Democratic lawyers from all over America descended on Florida, like a horde of avenging locusts promising to make certain that the “will of the people” was upheld. Three of them, Severin Beliveau, Tony Buxton and Mike Gentile, are from Maine. I know those guys. Yeah, they are a little too long on the tooth to be stomping around Florida looking for voting irregularities. But their cause is just.

We up here in Maine know that Democrats have tried overturning elections before. They proved that in 1993. Democrats Ken Allen and Mike Flood broke into a State House secure room where legislative recounts were being conducted. Allen, who at the time was the top aide to then-Democratic House Speaker John Martin, conjured up 14 phony ballots, thus swinging the election his party’s way. Republicans sighed a sigh of relief when Allen and Flood were caught. They wondered if that was why the GOP lost most of the party’s legislative recounts back in the early 1990s.
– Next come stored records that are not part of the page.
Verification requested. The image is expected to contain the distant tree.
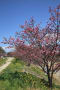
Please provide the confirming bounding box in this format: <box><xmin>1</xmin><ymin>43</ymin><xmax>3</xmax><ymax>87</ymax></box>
<box><xmin>3</xmin><ymin>5</ymin><xmax>60</xmax><ymax>88</ymax></box>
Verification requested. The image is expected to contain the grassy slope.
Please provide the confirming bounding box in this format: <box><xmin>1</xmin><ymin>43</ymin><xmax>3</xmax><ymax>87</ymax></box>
<box><xmin>0</xmin><ymin>58</ymin><xmax>7</xmax><ymax>66</ymax></box>
<box><xmin>0</xmin><ymin>60</ymin><xmax>60</xmax><ymax>90</ymax></box>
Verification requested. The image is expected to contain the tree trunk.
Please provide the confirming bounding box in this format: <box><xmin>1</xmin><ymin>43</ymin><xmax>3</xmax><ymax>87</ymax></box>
<box><xmin>47</xmin><ymin>66</ymin><xmax>53</xmax><ymax>88</ymax></box>
<box><xmin>48</xmin><ymin>74</ymin><xmax>52</xmax><ymax>88</ymax></box>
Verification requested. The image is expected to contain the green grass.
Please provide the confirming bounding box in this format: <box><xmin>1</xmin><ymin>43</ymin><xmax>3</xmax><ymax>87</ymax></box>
<box><xmin>0</xmin><ymin>59</ymin><xmax>60</xmax><ymax>90</ymax></box>
<box><xmin>0</xmin><ymin>58</ymin><xmax>7</xmax><ymax>66</ymax></box>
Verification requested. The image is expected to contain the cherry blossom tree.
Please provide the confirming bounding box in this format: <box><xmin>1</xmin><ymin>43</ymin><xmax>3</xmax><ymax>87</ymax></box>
<box><xmin>3</xmin><ymin>5</ymin><xmax>60</xmax><ymax>87</ymax></box>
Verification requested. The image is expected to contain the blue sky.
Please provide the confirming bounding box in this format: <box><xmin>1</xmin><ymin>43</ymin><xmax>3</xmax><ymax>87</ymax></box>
<box><xmin>0</xmin><ymin>0</ymin><xmax>60</xmax><ymax>46</ymax></box>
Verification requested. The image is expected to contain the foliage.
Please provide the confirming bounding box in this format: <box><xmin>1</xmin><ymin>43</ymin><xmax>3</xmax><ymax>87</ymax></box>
<box><xmin>4</xmin><ymin>5</ymin><xmax>60</xmax><ymax>87</ymax></box>
<box><xmin>0</xmin><ymin>60</ymin><xmax>60</xmax><ymax>90</ymax></box>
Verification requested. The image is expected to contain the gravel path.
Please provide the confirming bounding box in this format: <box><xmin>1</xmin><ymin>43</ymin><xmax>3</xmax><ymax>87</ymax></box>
<box><xmin>0</xmin><ymin>57</ymin><xmax>14</xmax><ymax>72</ymax></box>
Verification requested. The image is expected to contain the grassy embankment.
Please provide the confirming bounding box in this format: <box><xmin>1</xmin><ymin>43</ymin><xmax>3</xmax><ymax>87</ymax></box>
<box><xmin>0</xmin><ymin>59</ymin><xmax>60</xmax><ymax>90</ymax></box>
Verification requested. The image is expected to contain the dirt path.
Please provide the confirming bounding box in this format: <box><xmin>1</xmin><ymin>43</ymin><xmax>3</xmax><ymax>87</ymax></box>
<box><xmin>0</xmin><ymin>57</ymin><xmax>14</xmax><ymax>72</ymax></box>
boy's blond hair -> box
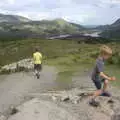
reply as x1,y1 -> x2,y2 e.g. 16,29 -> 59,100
100,45 -> 113,55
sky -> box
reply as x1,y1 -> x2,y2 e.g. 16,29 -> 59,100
0,0 -> 120,25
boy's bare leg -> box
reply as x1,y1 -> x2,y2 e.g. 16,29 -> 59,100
103,80 -> 108,91
92,89 -> 103,99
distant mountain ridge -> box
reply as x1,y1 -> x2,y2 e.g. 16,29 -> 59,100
0,14 -> 31,23
0,14 -> 85,39
97,19 -> 120,38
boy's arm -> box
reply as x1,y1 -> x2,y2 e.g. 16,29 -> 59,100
100,72 -> 116,80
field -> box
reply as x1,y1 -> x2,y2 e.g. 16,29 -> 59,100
0,39 -> 120,85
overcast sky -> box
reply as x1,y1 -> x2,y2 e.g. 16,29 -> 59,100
0,0 -> 120,25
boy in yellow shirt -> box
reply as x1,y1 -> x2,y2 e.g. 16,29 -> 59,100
33,48 -> 42,79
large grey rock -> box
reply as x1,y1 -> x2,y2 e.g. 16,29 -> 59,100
0,115 -> 7,120
0,59 -> 34,73
8,98 -> 76,120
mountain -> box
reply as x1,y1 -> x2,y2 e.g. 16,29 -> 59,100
0,14 -> 30,23
100,19 -> 120,38
0,16 -> 85,38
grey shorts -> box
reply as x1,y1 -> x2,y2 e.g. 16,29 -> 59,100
34,64 -> 42,71
93,77 -> 105,90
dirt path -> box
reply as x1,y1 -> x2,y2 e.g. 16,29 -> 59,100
0,66 -> 56,113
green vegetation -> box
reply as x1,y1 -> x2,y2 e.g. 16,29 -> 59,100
0,39 -> 120,84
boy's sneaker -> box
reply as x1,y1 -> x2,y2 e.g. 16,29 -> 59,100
89,99 -> 100,107
101,91 -> 111,97
108,99 -> 114,104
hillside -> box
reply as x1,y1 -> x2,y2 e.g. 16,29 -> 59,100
0,14 -> 85,40
0,14 -> 30,23
101,19 -> 120,38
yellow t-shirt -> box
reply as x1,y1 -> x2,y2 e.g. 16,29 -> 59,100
33,52 -> 42,64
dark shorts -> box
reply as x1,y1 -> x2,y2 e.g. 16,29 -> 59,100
34,64 -> 42,71
93,77 -> 105,90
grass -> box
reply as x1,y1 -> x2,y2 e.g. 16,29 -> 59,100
0,39 -> 120,85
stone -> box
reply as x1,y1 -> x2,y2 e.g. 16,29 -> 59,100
52,96 -> 57,101
61,96 -> 70,102
10,106 -> 19,115
0,115 -> 7,120
111,114 -> 120,120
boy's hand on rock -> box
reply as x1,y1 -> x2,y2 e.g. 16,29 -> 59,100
111,77 -> 116,81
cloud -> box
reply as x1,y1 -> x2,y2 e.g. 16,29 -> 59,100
0,0 -> 120,24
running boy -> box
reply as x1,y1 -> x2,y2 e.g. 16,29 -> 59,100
90,45 -> 116,106
33,48 -> 42,79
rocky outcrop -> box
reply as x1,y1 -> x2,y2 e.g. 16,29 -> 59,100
8,89 -> 120,120
0,59 -> 33,73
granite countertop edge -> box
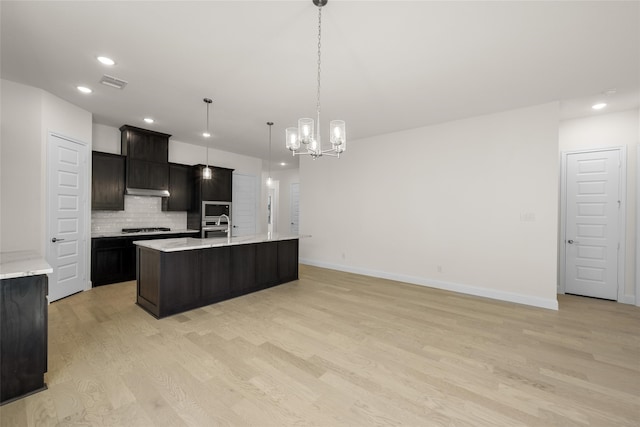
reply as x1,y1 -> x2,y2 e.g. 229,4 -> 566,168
91,229 -> 199,239
133,234 -> 311,252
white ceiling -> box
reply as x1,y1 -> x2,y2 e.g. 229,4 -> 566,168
0,0 -> 640,170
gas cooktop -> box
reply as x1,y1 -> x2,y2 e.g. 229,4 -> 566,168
122,227 -> 171,233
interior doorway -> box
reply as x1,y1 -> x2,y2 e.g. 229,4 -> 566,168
559,148 -> 626,301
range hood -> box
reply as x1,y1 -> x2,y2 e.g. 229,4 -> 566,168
120,125 -> 171,197
125,187 -> 169,197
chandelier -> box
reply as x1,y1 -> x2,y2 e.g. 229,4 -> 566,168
285,0 -> 347,160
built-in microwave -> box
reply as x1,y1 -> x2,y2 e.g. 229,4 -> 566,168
202,201 -> 231,220
201,201 -> 232,239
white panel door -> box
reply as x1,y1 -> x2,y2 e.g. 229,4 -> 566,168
565,150 -> 621,300
231,173 -> 257,236
47,134 -> 88,301
290,182 -> 300,234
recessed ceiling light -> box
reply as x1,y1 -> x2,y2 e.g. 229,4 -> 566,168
98,56 -> 116,65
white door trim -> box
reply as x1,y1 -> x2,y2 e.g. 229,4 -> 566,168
558,146 -> 635,304
44,132 -> 91,291
636,145 -> 640,307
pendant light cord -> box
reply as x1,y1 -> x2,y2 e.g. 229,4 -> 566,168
267,122 -> 273,184
316,6 -> 322,144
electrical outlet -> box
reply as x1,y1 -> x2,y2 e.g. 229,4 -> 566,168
520,212 -> 536,222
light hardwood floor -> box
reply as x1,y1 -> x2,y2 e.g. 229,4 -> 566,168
0,266 -> 640,427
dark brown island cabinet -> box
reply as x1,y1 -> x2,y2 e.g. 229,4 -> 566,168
0,274 -> 49,404
136,238 -> 298,318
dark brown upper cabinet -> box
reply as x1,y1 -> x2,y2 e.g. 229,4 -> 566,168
91,151 -> 125,211
162,163 -> 194,211
194,165 -> 233,202
120,125 -> 171,196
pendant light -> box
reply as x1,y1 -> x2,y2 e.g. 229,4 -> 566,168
202,98 -> 213,179
267,122 -> 273,187
285,0 -> 347,159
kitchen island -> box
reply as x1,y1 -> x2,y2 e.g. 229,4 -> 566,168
134,234 -> 300,318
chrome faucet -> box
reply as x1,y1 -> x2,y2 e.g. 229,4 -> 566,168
216,214 -> 231,237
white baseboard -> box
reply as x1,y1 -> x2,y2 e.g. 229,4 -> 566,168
618,295 -> 636,305
300,258 -> 558,310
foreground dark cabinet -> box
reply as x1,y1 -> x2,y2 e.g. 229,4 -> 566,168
91,151 -> 125,211
0,275 -> 48,402
137,239 -> 298,318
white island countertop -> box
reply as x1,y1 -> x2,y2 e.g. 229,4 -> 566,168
0,251 -> 53,280
91,229 -> 200,239
133,233 -> 311,252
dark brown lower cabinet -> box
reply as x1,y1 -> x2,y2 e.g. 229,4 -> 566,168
91,232 -> 195,287
256,242 -> 278,289
200,246 -> 231,304
137,239 -> 298,318
0,275 -> 48,403
230,244 -> 259,296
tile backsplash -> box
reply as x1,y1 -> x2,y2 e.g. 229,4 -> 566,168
91,196 -> 187,233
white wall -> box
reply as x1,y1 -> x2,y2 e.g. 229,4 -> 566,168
265,169 -> 300,233
0,80 -> 46,254
559,109 -> 640,303
300,103 -> 559,308
0,80 -> 91,255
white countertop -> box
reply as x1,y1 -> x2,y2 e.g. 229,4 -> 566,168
133,233 -> 304,252
0,251 -> 53,279
91,229 -> 199,239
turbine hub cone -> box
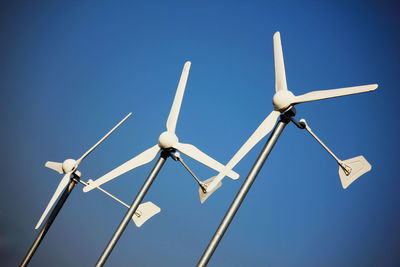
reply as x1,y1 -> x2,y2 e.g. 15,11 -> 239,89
158,131 -> 178,149
62,159 -> 76,173
272,90 -> 294,111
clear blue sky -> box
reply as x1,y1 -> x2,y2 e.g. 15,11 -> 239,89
0,1 -> 400,266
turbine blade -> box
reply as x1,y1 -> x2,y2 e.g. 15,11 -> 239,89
83,145 -> 160,192
174,143 -> 239,179
167,61 -> 191,133
75,112 -> 132,164
35,173 -> 71,229
292,84 -> 378,104
44,161 -> 64,174
274,32 -> 287,92
207,110 -> 280,196
132,201 -> 161,227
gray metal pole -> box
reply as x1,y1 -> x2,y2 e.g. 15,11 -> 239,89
96,151 -> 169,267
197,118 -> 289,267
20,176 -> 79,267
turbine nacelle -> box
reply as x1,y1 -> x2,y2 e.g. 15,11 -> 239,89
272,90 -> 295,111
62,159 -> 76,173
158,131 -> 179,149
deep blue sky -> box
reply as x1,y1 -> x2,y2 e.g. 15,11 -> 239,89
0,1 -> 400,266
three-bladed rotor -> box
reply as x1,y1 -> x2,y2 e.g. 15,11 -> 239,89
199,32 -> 378,203
83,61 -> 239,192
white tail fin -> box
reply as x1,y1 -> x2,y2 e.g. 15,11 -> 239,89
339,156 -> 372,189
44,161 -> 64,174
132,201 -> 161,227
199,176 -> 222,204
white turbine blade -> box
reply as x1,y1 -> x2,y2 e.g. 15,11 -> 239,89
132,201 -> 161,227
35,173 -> 71,229
167,61 -> 191,133
203,110 -> 280,198
199,176 -> 222,204
339,156 -> 372,189
44,161 -> 64,174
75,112 -> 132,167
83,145 -> 160,192
292,84 -> 378,104
174,143 -> 239,180
274,32 -> 287,92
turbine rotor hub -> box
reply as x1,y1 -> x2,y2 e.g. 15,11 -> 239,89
62,159 -> 76,173
272,90 -> 295,111
158,131 -> 178,149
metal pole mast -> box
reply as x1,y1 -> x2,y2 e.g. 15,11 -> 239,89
20,174 -> 79,267
197,108 -> 295,267
96,151 -> 170,267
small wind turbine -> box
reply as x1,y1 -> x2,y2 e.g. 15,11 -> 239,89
21,113 -> 160,266
199,32 -> 378,203
83,61 -> 239,266
83,61 -> 239,192
197,32 -> 378,267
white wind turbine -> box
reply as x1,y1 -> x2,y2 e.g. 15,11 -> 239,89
20,113 -> 160,267
83,61 -> 239,192
199,32 -> 378,203
197,32 -> 378,267
35,113 -> 132,229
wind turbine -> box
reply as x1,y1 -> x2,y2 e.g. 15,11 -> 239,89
197,32 -> 378,267
83,61 -> 239,266
21,113 -> 160,266
199,32 -> 378,203
83,61 -> 239,195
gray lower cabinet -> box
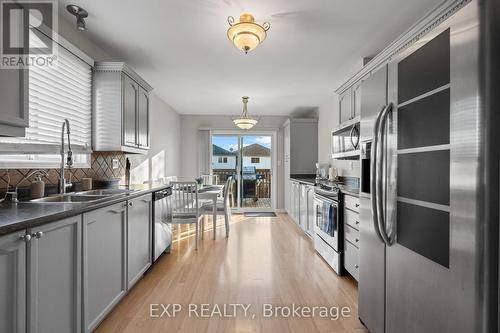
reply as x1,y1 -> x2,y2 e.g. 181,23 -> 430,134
127,194 -> 152,288
27,215 -> 82,333
83,202 -> 127,332
343,194 -> 360,280
0,233 -> 26,333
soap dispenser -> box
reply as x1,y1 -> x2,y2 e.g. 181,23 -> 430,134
30,173 -> 45,199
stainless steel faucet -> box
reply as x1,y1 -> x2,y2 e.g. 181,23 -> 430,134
59,119 -> 73,193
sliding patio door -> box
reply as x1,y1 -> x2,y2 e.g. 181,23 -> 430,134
212,134 -> 274,211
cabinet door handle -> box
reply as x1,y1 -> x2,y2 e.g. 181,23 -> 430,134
31,231 -> 43,239
19,235 -> 31,243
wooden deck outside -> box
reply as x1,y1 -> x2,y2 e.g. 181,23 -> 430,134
241,198 -> 271,208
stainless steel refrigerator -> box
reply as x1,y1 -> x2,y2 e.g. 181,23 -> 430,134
359,1 -> 496,333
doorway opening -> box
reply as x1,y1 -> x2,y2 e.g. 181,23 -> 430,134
211,133 -> 276,211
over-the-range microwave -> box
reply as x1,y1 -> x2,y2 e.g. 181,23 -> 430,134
331,122 -> 360,159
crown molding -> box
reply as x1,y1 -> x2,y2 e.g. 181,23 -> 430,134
335,0 -> 472,94
94,61 -> 153,92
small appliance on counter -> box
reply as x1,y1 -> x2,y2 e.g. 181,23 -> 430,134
316,162 -> 330,184
93,179 -> 120,189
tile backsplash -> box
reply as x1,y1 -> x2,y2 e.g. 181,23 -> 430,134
0,152 -> 126,191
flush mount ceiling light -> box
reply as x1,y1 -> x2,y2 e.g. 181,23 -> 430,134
66,5 -> 89,31
227,13 -> 271,54
233,96 -> 258,130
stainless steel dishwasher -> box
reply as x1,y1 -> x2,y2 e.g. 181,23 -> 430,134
151,187 -> 172,262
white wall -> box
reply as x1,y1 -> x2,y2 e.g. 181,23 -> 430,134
318,94 -> 360,177
180,111 -> 288,209
59,17 -> 181,183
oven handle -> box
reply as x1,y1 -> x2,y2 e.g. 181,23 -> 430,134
370,106 -> 387,243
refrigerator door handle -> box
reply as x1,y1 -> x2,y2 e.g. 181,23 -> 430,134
376,103 -> 393,246
370,106 -> 386,243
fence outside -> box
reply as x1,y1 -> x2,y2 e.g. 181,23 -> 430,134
212,169 -> 271,200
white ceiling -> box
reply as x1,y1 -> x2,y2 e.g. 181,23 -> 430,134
59,0 -> 441,115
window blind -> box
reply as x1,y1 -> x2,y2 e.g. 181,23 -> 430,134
2,40 -> 92,153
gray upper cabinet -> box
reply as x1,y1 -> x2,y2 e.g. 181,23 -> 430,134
27,215 -> 82,333
283,118 -> 318,217
92,62 -> 153,154
83,202 -> 127,332
339,88 -> 352,124
352,82 -> 361,119
123,75 -> 139,147
339,81 -> 361,127
127,194 -> 152,288
0,69 -> 29,137
0,233 -> 26,333
137,87 -> 149,148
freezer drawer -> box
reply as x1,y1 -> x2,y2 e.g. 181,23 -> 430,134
344,225 -> 359,248
344,209 -> 359,230
314,235 -> 340,274
344,242 -> 359,281
344,195 -> 359,213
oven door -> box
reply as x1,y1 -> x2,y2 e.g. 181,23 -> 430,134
314,195 -> 339,252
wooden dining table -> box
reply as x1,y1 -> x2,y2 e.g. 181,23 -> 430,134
198,185 -> 224,239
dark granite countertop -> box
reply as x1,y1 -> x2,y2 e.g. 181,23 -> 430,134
290,175 -> 316,186
0,184 -> 170,235
340,187 -> 359,198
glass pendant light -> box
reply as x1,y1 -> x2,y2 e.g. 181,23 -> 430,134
227,13 -> 271,54
233,96 -> 258,130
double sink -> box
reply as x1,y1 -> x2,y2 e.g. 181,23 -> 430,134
29,189 -> 132,204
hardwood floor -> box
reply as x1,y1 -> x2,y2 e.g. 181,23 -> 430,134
96,214 -> 367,333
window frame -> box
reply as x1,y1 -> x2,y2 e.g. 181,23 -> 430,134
0,25 -> 94,169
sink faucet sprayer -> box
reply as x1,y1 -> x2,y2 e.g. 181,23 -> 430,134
59,119 -> 73,193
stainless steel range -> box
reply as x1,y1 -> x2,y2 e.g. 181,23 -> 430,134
314,184 -> 342,275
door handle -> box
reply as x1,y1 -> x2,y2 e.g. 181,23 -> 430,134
349,124 -> 359,150
370,106 -> 387,243
19,235 -> 31,243
31,231 -> 43,239
376,103 -> 392,246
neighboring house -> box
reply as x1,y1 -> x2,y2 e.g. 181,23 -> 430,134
212,145 -> 236,170
212,143 -> 271,170
238,143 -> 271,170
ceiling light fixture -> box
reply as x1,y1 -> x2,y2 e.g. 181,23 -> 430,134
66,5 -> 89,31
233,96 -> 258,130
227,13 -> 271,54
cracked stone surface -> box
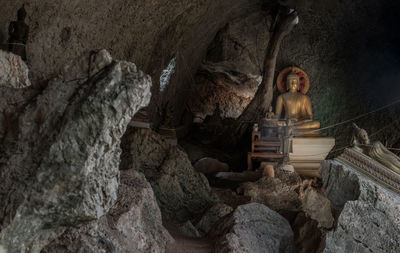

The good thing is, after Florida, we probably will never have another close presidential election. Sen.-elect Hillary Clinton says the first thing she is going to do when she hits Washington is introduce legislation abolishing the Electoral College. Depending on recounts, Bush will have carried around 31 states compromising 2.5 million square miles. Gore carried 19 states totaling about 600,000 square miles. Democrats want future elections determined by a popularity vote in the bi-coastal, big-population states where the dead sometimes vote and their party can pile up huge majorities among minority voters.

Gore would be certain to ratchet up the legislative program he headed under Bill Clinton to aggressively legalize illegal aliens for welfare and voting rights. Clinton threatened to shut down the government last month when Republicans refused to grant amnesty to more than 1 million additional illegal aliens.

Finally, there’s the Democratic-led proposal to grant voting rights to America’s inmate population. There are more than a half-million jailbirds in Florida alone, nearly enough to wipe out Maine’s entire presidential vote.

In 2004, given the trend of things, I doubt most of us up here in Coplin Plantation will take the time off from hunting.